Usai mujahadah, para santri mengikuti upacara pengibaran bendera Merah Putih dengan penuh khidmat di lapangan utama PPFF.

 

Momentum upacara pengibaran bendera Merah Putih dengan penuh khidmat di lapangan utama PPFF.

 

Dalam amanatnya, Pendiri dan Pengasuh PPFF, DR. KH. Fadlolan Musyaffa’, Lc., M.A., menegaskan bahwa santri memiliki tugas dan tanggung jawab terhadap negara.

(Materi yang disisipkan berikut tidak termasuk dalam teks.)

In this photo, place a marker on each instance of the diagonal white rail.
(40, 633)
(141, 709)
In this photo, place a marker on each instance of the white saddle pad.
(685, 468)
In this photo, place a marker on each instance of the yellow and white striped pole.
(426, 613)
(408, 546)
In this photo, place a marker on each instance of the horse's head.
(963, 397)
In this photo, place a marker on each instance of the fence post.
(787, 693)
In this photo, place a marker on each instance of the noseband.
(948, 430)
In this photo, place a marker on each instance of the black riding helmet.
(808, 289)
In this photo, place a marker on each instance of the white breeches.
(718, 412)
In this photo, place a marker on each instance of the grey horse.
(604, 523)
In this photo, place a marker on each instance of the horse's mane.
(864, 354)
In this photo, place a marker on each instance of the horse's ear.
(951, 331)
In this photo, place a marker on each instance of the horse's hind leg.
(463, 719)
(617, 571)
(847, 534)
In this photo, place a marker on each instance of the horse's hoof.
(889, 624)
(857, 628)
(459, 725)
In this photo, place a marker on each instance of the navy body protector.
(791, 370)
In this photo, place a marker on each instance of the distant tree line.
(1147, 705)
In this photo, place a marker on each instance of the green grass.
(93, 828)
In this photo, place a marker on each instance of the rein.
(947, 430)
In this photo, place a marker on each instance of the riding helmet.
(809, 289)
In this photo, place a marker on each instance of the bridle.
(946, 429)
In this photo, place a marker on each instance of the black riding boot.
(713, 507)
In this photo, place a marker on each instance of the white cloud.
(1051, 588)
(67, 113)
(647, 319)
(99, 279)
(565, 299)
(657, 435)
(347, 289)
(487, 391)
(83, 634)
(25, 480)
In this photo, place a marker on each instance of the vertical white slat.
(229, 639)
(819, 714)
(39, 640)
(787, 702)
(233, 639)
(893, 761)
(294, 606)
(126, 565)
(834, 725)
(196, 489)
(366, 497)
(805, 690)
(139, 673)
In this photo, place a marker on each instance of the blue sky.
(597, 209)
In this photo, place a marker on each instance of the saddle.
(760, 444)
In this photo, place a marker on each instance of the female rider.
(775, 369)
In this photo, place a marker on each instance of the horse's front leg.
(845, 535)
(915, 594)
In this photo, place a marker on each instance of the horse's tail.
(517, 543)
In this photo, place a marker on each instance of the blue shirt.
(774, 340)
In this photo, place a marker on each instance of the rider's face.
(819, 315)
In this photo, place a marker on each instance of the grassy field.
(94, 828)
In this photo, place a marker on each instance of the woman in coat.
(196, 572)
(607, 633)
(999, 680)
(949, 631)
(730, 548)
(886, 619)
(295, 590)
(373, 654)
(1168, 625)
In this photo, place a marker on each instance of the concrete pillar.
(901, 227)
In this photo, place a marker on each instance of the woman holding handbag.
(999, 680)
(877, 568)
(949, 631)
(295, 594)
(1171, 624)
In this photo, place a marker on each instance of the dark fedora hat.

Santri harus siap dan wajib menjadi garda depan dalam mengisi kemerdekaan serta meneruskan perjuangan para pahlawan yang telah gugur dalam memperjuangkan kemerdekaan Indonesia.

 

DR. KH. Fadlolan Musyaffa’, Lc., M.A., menegaskan bahwa santri memiliki tugas dan tanggung jawab terhadap negara

Memasuki 81 tahun kemerdekaan Indonesia, Kyai Fadlolan menyampaikan dua tugas utama yang harus dilakukan generasi bangsa, khususnya santri, yakni menjaga kemerdekaan dan mengisi kemerdekaan dengan ilmu pengetahuan. Para santri didorong untuk giat belajar dan terus memperjuangkan kesejahteraan umat, sekaligus menjaga akidah, karakter, dan ideologi bangsa Indonesia. Setelah upacara, rangkaian kegiatan dilanjutkan dengan foto bersama pengasuh dan seluruh santri serta para asatidz sebagai dokumentasi sekaligus simbol kebersamaan keluarga besar PPFF.

 

Foto bersama pengasuh dan seluruh santri serta para asatidz sebagai dokumentasi sekaligus simbol kebersamaan keluarga besar PPFF

Kegiatan kemudian dilanjutkan dengan makan bersama. Suasana kebersamaan semakin hangat dengan pemotongan tumpeng sebagai bentuk syukuran Milad ke-24 Gus Ahmad Syauqi Istiqlaly, putra Pendiri dan Pengasuh PPFF. Momen tersebut menjadi ungkapan rasa syukur sekaligus doa bersama agar Gus Syauqi senantiasa diberikan kesehatan, keberkahan usia, dan kemudahan dalam mengabdi serta memberikan manfaat bagi umat.

 

Suasana pemotongan tumpeng sebagai bentuk syukuran Milad ke-24 Gus Ahmad Syauqi Istiqlaly, putra Pendiri dan Pengasuh PPFF

Melalui peringatan HUT Kemerdekaan RI ke-81, PPFF meneguhkan nilai _hubbul wathan minal iman_ (cinta tanah air bagian dari iman). Momentum kemerdekaan tidak hanya menjadi ajang mengenang jasa para pahlawan, tetapi juga menjadi pengingat bagi para santri untuk terus belajar, menjaga nilai-nilai agama dan kebangsaan, serta mengambil peran aktif dalam memajukan Indonesia.